И огласил свой вердикт.
– Молодому человеку, видимо, перерезали горлышко. Ножичком. Или бритвочкой. Бедняга.
Приемщица закричала ещё тоньше, побледнела и упала в обморок.
Милиция прибыла через десять минут. Не составило труда выяснить прямо на месте, что Осколупов наркоман со стажем, личность известная в определенных кругах. А значит, причины убийства лежат не поверхности: кайфовые не поделили дурь или выручку от продажи героина.
Офицер, снимавший показания с приемщицы, единственного свидетеля преступления, после часа бестолкового путаного разговора выяснил всего одну несущественную подробность. Человек, последним зашедший к тогда ещё живому фотографу, носил кожаные перчатки.

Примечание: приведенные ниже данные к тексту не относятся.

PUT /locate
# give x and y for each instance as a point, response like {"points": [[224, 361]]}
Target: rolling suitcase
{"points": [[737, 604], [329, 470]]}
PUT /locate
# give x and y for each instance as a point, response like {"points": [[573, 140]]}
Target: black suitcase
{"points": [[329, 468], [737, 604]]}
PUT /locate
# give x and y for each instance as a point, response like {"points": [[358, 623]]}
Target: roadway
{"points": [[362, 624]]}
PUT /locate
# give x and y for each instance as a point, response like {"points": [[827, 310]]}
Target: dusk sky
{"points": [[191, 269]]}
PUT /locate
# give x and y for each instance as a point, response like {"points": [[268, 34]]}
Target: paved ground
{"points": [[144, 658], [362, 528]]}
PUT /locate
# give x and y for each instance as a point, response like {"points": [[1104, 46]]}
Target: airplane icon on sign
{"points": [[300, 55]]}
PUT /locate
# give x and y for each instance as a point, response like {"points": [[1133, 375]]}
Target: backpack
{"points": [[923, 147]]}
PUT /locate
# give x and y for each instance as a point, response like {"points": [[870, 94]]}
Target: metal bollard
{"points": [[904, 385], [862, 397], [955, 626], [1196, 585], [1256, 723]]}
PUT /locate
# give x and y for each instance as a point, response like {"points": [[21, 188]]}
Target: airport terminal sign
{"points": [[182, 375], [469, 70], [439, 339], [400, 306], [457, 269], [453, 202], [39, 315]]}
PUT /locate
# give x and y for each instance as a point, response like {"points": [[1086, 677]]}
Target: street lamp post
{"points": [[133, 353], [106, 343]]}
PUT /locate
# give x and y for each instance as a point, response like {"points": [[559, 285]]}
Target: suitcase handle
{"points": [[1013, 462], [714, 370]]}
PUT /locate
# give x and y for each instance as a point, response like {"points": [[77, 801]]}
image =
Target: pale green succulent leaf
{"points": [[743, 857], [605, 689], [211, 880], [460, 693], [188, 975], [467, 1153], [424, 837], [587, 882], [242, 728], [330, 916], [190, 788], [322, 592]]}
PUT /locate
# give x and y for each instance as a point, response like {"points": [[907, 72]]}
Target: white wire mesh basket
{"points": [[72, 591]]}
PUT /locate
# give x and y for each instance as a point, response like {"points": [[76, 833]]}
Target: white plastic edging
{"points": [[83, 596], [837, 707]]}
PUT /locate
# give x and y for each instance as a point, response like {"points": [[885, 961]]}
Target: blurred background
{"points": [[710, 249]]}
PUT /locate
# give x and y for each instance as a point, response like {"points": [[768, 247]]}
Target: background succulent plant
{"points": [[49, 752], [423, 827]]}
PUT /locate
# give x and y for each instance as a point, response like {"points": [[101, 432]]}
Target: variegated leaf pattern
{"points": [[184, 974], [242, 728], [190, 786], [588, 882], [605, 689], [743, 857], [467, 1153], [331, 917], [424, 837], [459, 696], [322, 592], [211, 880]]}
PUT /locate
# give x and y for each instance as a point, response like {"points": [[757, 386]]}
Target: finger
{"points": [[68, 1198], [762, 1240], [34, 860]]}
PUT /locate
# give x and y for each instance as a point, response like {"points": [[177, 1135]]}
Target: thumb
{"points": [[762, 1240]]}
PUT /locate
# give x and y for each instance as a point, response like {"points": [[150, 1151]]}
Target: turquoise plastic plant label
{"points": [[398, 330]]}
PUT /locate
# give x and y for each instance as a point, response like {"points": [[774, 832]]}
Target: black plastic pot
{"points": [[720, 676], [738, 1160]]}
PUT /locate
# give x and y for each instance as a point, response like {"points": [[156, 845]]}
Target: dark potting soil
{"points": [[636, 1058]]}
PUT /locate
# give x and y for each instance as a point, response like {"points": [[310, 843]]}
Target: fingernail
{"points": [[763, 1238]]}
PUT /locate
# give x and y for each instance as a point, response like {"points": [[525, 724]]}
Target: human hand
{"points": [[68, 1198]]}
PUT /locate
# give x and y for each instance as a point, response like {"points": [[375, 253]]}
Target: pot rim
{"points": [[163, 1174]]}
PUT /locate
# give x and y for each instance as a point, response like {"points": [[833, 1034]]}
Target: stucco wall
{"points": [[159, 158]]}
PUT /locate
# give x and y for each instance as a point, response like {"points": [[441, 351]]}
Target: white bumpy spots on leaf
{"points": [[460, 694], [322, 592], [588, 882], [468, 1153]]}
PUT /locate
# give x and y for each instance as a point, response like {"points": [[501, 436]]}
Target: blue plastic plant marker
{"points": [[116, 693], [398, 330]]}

«Ну, а выглядел он как? – спрашивал следователь. – Что собой представлял этот мужик? Какие имел приметы?» «Не знаю, – залилась слезами приемщица. – Я запомнила только эти перчатки. Только на них и смотрела. Будь они неладны».
Глава шестая
За утро Валерий Чайкин, потревоженный соседями, три раза выходил из своей комнаты в общий коридор коммунальной квартиры. Две другие комнаты занимала старуха баба Оля Пантелеева. В одной жила сама, другую сдавала хохлушкам, матери и дочери, торговавшими на ближнем рынке фасолью, семечками и орехами.
Из обстановки в комнате Чайкина сохранилась негодная тумбочка, у которой не хватало одной ножки. Круглый исцарапанный гвоздями стол, табуретка и кронштейн, на котором в прежние благополучные времена висели занавески. И ещё осталось одеяло со сгоревшим углом и голый матрас, несвежий, в желтых бесформенных разводах мочи.
На этом самом матрасе Чайкин, просунувшийся ранним утром, сделал себе укол, и задремал ненадолго. А затем, когда кайф стал проходить, ворочался, пока бока не заболели.
Первый раз Чайкин поднялся, когда хохлушки выволокли в коридор сумки с товаром и, перешептываясь, стали одеваться в прихожей. Чайкин подкрался к двери, резко распахнул её, высунул голову. «Из ваших сумок падалью воняет, у меня в комнате дышать нечем, – выкрикнул он в лицо старшей женщине. – Чем вы там торгуете на своем рынке? Собачьей тухлятиной? Почему я должен через вентиляцию вашим говном задыхаться?»
Хохлушки прижались к стене и замерли. Они боялись молодого человеку, как огня, как стихийного бедствия, но не съезжали на другую квартиру потому, что старуха хозяйка брала за постой совсем недорого. Чайкин добавил несколько крепких выражений, захлопнул дверь и, повернув ключ в замке, рухнул на матрас.
Предстоял тяжелый день. Впрочем, если вспомнить, дни прошедшей недели, даже месяца, все они, как на подбор, тяжелые. Каждое утро начиналось с одного и того же вопроса: где взять денег? Ежедневно Чайкину нужно не менее пяти уколов. Ну, пусть, сегодня не пять, пусть только три. Но три чека нужны обязательно, до зарезу, а в карманах ветер гуляет.